Flashpoint também provocou uma nova reorganização da cronologia, enquanto Dark Nights: Metal introduziu o Multiverso Sombrio. Mais tarde, Dark Nights: Death Metal voltou a alterar a estrutura da realidade da DC.

Universo Absoluto recoloca o conceito no centro

Nos últimos anos, o Multiverso voltou a aparecer com mais frequência, principalmente por meio dos títulos Batman Absoluto, Superman Absoluto e Mulher-Maravilha Absoluta.

A iniciativa apresenta versões completamente diferentes dos principais heróis da editora e funciona como uma porta de entrada para novos leitores. Ao mesmo tempo, mantém conexões com a mitologia tradicional da DC.

O sucesso dessas séries também demonstra o potencial comercial de novas interpretações de personagens conhecidos. A própria The Multiversity já havia explorado essa possibilidade ao apresentar mundos com versões radicalmente diferentes dos heróis.
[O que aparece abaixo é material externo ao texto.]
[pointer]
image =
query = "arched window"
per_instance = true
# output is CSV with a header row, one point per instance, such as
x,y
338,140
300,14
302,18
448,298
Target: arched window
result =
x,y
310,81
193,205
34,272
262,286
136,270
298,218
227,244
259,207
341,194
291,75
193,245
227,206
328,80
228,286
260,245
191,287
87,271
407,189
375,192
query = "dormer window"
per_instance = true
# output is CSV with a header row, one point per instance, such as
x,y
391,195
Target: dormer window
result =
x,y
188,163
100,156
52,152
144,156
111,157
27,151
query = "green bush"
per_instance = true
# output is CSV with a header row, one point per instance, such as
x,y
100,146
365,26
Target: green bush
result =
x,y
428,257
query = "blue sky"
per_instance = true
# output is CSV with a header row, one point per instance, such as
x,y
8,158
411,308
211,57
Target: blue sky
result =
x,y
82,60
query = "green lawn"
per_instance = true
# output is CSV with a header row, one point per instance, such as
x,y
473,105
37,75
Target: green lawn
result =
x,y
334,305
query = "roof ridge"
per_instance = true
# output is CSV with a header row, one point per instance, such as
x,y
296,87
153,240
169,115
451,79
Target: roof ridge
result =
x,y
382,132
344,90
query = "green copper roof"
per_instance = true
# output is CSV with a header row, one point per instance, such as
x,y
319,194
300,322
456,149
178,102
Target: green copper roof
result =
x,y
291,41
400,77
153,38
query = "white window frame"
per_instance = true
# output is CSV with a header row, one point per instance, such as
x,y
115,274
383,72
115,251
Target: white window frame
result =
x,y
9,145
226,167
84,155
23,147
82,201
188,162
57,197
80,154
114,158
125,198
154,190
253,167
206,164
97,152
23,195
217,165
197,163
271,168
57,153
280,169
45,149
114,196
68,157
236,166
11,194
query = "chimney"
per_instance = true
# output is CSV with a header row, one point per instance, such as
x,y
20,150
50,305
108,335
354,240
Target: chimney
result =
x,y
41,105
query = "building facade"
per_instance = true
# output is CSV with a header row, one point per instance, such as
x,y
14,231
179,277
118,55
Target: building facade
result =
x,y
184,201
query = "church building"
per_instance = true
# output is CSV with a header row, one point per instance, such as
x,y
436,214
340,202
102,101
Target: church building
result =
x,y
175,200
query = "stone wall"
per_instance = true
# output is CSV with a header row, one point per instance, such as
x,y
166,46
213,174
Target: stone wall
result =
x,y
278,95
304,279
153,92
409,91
Versões Absolutas de Batman, Mulher-Maravilha e Superman – Reprodução/DC Comics

E as outras Terras da DC?

Apesar do retorno do conceito, diversas possibilidades permanecem pouco exploradas. A Terra-2 clássica, por exemplo, poderia voltar a receber uma publicação regular, assim como versões históricas dos Freedom Fighters ou da Sociedade da Justiça.

A própria estrutura estabelecida por Dark Crisis on Infinite Earths permite novamente a existência de um Multiverso Infinito. Isso abre espaço para histórias ambientadas em diferentes períodos e realidades sem a necessidade de alterar permanentemente a continuidade principal.

Entre os conceitos que podem ser retomados estão All-Star Squadron, Freedom Fighters e Tales from the Dark Multiverse, além de novas versões de equipes e personagens conhecidos.

Multiverso pode funcionar como porta de entrada

A expansão das realidades alternativas também pode ajudar a DC a lidar com uma das dificuldades tradicionais dos quadrinhos: a complexidade de sua continuidade.

As séries Absolutas demonstram como uma nova realidade permite apresentar Batman, Superman e Mulher-Maravilha sem exigir que o leitor conheça décadas de histórias anteriores.

Esse mesmo modelo poderia ser aplicado a outras Terras. Uma nova Terra-2 ou Terra-X, por exemplo, permitiria construir elencos e mitologias próprias sem abandonar completamente os elementos reconhecíveis da DC.

Atualmente, a editora mantém diversas histórias ambientadas fora da continuidade principal, especialmente por meio dos títulos Elseworlds. O potencial, porém, é muito maior do que algumas séries isoladas.

Com o sucesso do Universo Absoluto e a recuperação de conceitos clássicos da editora, o Multiverso da DC volta a se apresentar como uma das ferramentas mais flexíveis disponíveis para novos personagens, equipes e histórias. Resta saber até que ponto a publicação pretende ampliar esse espaço nos próximos anos.